HAROLD JAMES es profesor de Historia y Asuntos Internacionales en la Universidad de Princeton e historiador del FMI.
A lo largo del tiempo, las nuevas monedas se han asociado a cualidades místicas, y Bitcoin no es una excepción
El dinero es un elemento central de las relaciones humanas. Lo intercambiamos, pero nos cuesta explicar de dónde viene o por qué otras personas lo aceptan. Nos enfadamos cuando no lo hacen. Las alteraciones monetarias -inflación o deflación- provocan trastornos sociales generalizados. En ocasiones, las nuevas tecnologías han ofrecido oportunidades seductoras y transformadoras, pero también profundas sospechas sobre las relaciones implicadas en el intercambio monetario. El recelo se dispara en los momentos de innovación, cuando los riesgos asociados al dinero parecen mayores.

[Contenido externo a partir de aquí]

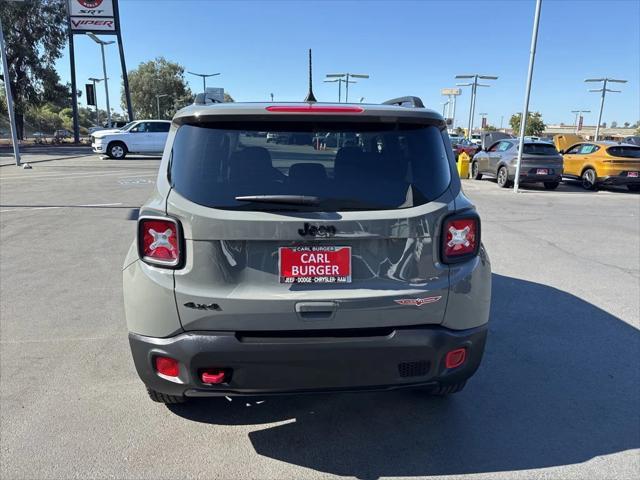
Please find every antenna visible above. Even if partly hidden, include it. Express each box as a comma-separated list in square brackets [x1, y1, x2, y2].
[304, 49, 318, 102]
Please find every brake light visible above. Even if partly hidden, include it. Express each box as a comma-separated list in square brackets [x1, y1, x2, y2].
[155, 357, 180, 377]
[138, 217, 182, 267]
[442, 215, 480, 263]
[265, 103, 364, 113]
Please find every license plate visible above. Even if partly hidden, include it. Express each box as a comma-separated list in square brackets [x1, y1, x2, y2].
[279, 246, 351, 283]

El desafío actual de Bitcoin como moneda alternativa plausible depende de la noción superficialmente atractiva de que se basa en una tecnología de pago inherentemente superior y más segura. El libro mayor distribuido, o blockchain, ofrece una forma de tener absoluta seguridad sobre una transacción sin necesidad de una autoridad central o un banco como árbitro. Promete sustituir a la moneda electrónica en las cuentas bancarias tradicionales con la misma seguridad con la que las transferencias electrónicas sustituyeron al papel moneda y con la que el papel moneda sucedió al oro y la plata. Ofrece la posibilidad de una gran transformación en la que se rompa el vínculo entre el dinero y el Estado. Los libertarios celebran la innovación como una forma de reducir el poder del Estado; Estados parias como Venezuela y Corea del Norte la ven como una forma de construir una alternativa al orden político internacional.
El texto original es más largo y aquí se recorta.